Release Notes – Release 1.3¶

Key Features and Enhancements¶

[pyTorch] Added support for deferred parameter initialization in several Transformer Engine modules via the device="meta" parameter:
- Linear
- LayerNorm
- RMSNorm
- LayerNormLinear
- LayerNormMLP
- MultiheadAttention
- TransformerLayer
[pyTorch] Added support for CPU offloading of weights and activations for tensors saved for the backward pass for additional memory savings.
[pyTorch] Added an additional attn_input_format parameter to TransformerLayer for the layout of the QKV tensor.
[pyTorch] Added support for non-tensor values of the forward parameter when using the checkpoint API call.
[PaddlePaddle] Added support for sequence parallelism.
[PaddlePaddle] Optimized memory usage for pipeline parallel training.
[JAX] Added support for grouped query attention (GQA).

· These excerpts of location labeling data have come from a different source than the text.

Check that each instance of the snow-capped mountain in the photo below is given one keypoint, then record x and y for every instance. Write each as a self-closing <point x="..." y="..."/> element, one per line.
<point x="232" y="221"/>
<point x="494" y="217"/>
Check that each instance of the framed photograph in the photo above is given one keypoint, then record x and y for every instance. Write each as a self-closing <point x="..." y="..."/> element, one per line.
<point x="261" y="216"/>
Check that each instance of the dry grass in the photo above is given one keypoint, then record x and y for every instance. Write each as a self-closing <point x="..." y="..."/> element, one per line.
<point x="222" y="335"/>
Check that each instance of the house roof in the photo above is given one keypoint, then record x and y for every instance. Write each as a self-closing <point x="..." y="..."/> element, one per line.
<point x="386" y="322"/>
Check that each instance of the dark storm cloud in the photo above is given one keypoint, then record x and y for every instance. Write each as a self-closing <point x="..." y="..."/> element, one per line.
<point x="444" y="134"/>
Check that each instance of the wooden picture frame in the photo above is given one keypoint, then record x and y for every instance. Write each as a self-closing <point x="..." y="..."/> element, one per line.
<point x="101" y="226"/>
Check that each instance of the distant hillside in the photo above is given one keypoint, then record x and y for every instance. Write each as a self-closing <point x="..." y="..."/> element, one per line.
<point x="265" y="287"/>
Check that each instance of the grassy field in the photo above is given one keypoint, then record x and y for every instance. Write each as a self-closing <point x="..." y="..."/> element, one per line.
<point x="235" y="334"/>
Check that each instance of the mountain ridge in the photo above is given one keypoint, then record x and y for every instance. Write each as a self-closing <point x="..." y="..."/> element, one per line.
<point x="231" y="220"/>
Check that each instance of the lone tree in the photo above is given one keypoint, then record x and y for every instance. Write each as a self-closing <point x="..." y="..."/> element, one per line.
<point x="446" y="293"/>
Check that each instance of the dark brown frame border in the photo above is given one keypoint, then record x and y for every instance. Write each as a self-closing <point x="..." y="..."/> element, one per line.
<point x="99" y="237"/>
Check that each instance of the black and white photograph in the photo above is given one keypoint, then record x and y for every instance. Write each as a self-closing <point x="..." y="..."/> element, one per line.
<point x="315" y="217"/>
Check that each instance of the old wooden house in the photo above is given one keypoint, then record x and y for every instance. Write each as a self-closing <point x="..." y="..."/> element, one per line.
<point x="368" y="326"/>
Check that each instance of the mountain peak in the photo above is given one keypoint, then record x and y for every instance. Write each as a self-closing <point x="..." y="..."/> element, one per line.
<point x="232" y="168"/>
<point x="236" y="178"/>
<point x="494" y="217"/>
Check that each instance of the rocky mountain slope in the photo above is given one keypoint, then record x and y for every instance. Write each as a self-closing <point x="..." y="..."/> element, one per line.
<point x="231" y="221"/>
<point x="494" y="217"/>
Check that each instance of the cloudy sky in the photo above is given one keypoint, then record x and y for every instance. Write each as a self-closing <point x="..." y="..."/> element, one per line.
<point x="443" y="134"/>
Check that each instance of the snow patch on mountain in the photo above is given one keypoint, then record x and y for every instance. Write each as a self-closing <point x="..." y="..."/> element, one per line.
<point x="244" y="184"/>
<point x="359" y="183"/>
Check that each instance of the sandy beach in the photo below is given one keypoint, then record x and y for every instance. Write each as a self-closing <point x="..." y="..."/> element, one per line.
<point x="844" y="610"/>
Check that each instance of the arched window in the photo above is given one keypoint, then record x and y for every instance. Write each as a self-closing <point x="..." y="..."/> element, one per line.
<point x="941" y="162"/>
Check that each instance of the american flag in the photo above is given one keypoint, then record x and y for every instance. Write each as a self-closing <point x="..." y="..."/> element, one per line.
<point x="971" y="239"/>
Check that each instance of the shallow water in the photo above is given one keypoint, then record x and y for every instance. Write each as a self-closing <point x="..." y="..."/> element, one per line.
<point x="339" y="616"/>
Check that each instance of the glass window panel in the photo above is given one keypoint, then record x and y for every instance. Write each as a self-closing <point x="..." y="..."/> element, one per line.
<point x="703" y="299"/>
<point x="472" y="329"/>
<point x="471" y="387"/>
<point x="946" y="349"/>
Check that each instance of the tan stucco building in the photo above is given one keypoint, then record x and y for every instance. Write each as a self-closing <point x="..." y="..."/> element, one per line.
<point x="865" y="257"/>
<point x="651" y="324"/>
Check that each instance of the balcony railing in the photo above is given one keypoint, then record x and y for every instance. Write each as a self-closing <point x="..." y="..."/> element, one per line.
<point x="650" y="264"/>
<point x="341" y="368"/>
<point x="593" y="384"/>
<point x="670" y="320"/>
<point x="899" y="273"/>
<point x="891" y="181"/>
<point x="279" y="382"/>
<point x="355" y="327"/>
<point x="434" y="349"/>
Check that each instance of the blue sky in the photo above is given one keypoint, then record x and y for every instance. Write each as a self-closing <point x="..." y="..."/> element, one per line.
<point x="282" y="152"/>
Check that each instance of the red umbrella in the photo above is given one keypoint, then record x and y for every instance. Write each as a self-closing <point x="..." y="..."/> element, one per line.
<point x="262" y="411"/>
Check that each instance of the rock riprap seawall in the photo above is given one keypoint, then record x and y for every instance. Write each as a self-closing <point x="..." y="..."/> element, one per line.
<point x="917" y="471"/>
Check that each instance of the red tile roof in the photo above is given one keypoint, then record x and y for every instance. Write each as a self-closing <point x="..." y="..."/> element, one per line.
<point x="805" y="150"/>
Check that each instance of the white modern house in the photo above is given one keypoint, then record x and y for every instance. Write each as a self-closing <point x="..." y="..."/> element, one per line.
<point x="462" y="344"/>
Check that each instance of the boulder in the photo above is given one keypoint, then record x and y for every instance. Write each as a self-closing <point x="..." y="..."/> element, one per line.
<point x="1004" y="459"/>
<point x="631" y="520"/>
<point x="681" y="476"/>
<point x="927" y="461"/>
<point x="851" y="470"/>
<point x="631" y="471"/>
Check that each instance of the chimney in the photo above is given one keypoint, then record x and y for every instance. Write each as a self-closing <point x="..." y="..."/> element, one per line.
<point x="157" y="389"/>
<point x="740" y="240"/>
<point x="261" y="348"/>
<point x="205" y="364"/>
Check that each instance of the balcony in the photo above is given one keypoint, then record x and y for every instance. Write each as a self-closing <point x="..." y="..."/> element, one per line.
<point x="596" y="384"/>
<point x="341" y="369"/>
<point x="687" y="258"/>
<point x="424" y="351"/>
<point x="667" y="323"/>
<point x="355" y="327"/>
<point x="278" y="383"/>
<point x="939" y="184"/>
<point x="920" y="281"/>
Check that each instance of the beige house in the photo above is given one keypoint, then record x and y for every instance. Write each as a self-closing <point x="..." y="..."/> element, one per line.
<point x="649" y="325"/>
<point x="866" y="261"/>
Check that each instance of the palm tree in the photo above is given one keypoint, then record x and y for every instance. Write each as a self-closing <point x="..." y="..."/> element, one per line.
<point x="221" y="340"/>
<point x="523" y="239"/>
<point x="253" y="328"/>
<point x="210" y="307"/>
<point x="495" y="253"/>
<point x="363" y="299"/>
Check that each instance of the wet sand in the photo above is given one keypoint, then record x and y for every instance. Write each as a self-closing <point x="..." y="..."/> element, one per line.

[pyTorch] In LayerNormLinear and Linear, unused copies of weight and bias tensors were not deleted for the case when Q, K, and V tensors are fused.
[pyTorch] Faulty usage of pipeline parallelism with the FusedAttention backend.
attention_type was not correctly passed from the MultiheadAttention call to the DotProductAttention call.
[pyTorch] Fused DPA backend reported bogus NaN errors during the backward pass.
[pyTorch] Crashes when running with PyTorch v2.0.1.
[JAX] Crashes when training in FP8 + FSDP.
[pyTorch] Statistics could be computed incorrectly when training with FP8 in recent versions of pyTorch. For details see https://github.com/NVIDIA/TransformerEngine/issues/600.

FlashAttention v2, which is a dependency of this release of Transformer Engine, has a known issue with excessive memory usage during installation (https://github.com/Dao-AILab/flash-attention/issues/358). You can work around this issue by setting the environment variable MAX_JOBS=1 during Transformer Engine installation.
[pyTorch] FlashAttention v2.1 changed the behavior of the causal mask when performing cross-attention (see https://github.com/Dao-AILab/flash-attention#21-change-behavior-of-causal-flag for reference). In order for Transformer Engine to keep the consistent behavior between versions and backends, FlashAttention is disabled for this use case (cross attention with casual masking) when 2.1+ version of FlashAttention is installed.

FlashAttention v1 is no longer supported in Transformer Engine. The minimum required version is v2.0.6.